I don't like being fat, but that's the way I am. I have exercised and I have lost some weight in the past, and I will probably do it again for my health.
I am sick of being whispered about. Sick of being laughed at and sick of being judged. I know that when I walk by big groups of guys they poke each other and say "Ha! There goes your girlfriend." Like dating a fat girl is the worst thing you can do.
I know I will never be skinny unless I have gastric bypass surgery and starve myself thin in six months. That's what it comes down to.
I work in a "plus-size" clothing store that caters to sizes 14 through 32. I always tell women to stop buying baggy clothes to hide in, and that their ankles don't look fat in those shoes.
Women have been driven to hate their bodies and to strive to look more perfect and more unrealistic.
Every day women come into the store and say they are having "the surgery." Some do it for health reasons, and I know it's hard on the body to carry extra weight, but some do it because they want to lose weight without will power.
But I am not going under the knife for the quick fix so I can feel good about myself because I finally look like society tells me I should.

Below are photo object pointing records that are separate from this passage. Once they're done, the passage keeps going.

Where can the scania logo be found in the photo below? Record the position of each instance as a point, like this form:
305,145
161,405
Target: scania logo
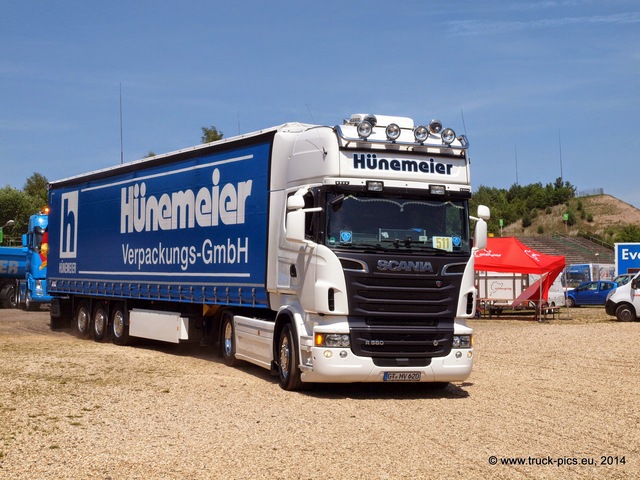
404,266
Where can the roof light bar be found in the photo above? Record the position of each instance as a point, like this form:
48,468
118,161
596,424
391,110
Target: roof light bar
435,126
393,131
365,129
448,136
421,133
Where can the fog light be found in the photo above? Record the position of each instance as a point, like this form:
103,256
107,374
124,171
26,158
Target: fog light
461,341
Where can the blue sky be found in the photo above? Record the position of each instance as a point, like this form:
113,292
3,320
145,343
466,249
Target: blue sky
541,88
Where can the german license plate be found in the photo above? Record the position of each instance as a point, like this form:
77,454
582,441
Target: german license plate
402,376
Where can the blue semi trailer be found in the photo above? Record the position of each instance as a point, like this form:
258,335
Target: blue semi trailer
323,253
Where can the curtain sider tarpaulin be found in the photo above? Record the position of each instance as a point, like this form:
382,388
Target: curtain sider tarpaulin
508,254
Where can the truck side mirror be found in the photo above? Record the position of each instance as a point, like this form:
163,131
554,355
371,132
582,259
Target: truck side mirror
295,226
480,232
480,235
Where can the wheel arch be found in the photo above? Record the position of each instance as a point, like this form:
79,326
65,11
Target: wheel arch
285,316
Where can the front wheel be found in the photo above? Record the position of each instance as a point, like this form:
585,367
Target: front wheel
29,304
9,296
625,313
289,375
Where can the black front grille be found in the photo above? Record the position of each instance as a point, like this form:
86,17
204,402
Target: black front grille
409,342
394,294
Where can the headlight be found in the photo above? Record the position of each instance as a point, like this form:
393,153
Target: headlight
462,341
337,340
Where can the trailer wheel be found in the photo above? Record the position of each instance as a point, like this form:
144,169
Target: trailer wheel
83,320
228,344
119,325
9,296
625,313
100,322
288,371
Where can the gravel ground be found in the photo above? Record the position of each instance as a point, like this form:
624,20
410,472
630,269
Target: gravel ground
545,394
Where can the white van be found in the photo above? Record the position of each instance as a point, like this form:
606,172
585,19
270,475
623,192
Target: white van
624,302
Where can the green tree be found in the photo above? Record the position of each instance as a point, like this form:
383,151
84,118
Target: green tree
36,187
211,134
16,205
629,233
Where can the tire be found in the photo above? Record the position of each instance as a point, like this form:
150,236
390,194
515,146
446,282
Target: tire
228,340
83,320
119,325
29,304
100,322
625,313
9,297
289,375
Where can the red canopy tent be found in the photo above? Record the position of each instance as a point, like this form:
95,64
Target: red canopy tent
508,254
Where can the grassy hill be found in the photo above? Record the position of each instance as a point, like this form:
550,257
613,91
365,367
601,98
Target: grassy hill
600,216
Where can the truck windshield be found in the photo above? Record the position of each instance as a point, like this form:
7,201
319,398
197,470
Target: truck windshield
356,220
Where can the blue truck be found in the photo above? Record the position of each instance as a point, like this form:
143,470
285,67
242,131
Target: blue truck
23,270
322,253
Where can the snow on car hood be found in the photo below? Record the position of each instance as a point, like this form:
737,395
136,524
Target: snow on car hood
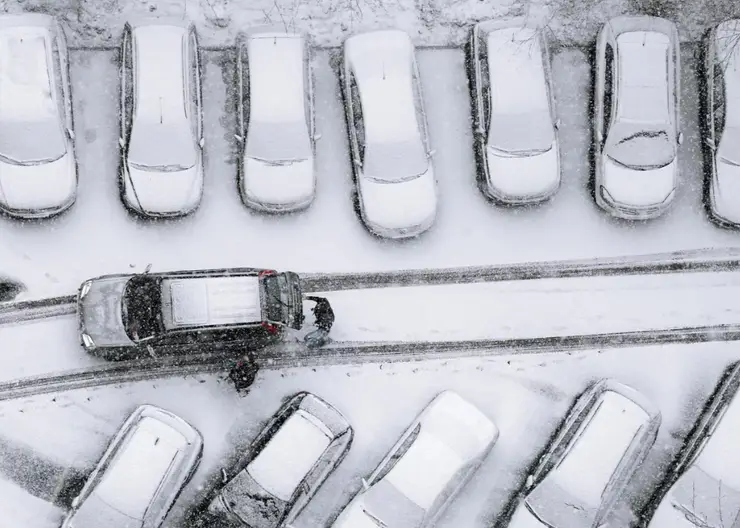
727,191
166,192
353,516
38,186
523,518
639,188
398,205
278,184
100,312
525,176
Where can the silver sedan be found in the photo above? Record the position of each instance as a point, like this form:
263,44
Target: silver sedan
161,119
38,168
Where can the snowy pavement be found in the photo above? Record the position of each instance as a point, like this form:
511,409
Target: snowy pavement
501,310
98,236
525,396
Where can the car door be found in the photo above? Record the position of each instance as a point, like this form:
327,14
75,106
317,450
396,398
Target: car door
357,125
127,88
194,89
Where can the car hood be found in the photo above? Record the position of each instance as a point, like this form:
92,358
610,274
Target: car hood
726,191
166,192
526,176
38,186
399,205
353,517
100,312
278,184
638,188
523,518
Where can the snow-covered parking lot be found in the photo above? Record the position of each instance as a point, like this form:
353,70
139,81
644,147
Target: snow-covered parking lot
98,236
525,396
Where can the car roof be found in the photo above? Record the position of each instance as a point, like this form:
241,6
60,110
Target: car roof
643,76
158,59
515,57
276,77
604,440
382,64
138,468
289,455
201,301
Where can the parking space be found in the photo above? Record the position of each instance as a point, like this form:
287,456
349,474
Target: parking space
98,236
525,396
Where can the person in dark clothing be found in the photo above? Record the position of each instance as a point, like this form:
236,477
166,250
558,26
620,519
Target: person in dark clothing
324,320
244,373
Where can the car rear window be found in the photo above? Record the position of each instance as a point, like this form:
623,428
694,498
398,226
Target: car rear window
134,475
288,456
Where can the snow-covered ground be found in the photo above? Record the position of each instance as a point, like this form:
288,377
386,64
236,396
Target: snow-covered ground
431,22
525,396
517,309
98,236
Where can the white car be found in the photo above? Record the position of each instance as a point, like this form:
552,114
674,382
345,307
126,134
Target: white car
721,121
595,453
275,121
161,139
702,488
514,120
389,140
148,463
636,116
38,168
426,468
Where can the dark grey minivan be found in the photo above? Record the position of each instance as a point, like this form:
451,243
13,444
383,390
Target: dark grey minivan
123,316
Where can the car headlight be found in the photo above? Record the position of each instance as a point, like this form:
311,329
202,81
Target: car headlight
85,288
87,341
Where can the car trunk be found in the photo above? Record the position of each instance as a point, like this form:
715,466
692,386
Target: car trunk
282,299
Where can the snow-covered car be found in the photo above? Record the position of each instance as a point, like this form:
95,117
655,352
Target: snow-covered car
161,141
636,116
38,167
585,469
424,471
388,136
721,121
702,486
148,463
275,121
284,467
122,316
514,115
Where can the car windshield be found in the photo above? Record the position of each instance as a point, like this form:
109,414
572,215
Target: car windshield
31,130
525,134
394,162
141,307
386,506
278,143
704,501
729,146
640,148
161,146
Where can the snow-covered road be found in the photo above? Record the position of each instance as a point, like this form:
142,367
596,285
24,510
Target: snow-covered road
97,236
525,396
502,310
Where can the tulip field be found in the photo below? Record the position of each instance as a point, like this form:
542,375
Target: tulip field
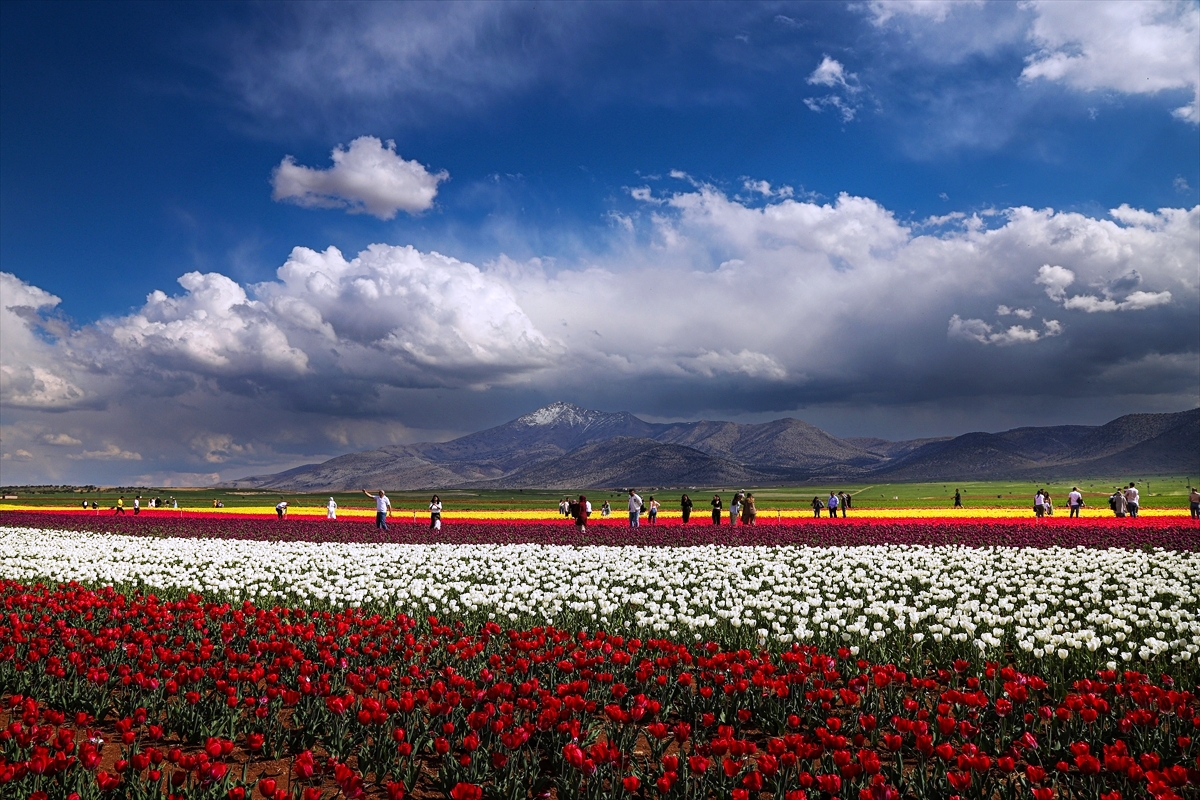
873,659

I am tired of magazines and Hollywood showing women with bones sticking out of their bodies.
When Renee Zellweger gained 30 pounds to play Bridget Jones, all anyone wanted to know was how she was going to take the weight back off. I thought she looked better.
Society tells me my fat is wrong. It says it's a social handicap and it says it's completely unattractive.
When I was young, I used to hear this sentence all the time: "You have such a pretty face, if only..."
Well, I have some "if only's" of my own.
If only society was more concerned with my health than with how my pants fit. If only people didn't treat fat girls like they were ugly losers. If only thin really was out and curves really were in.
Maybe then we could all accept ourselves, and everyone could throw their comfort Ho Hos in the trash.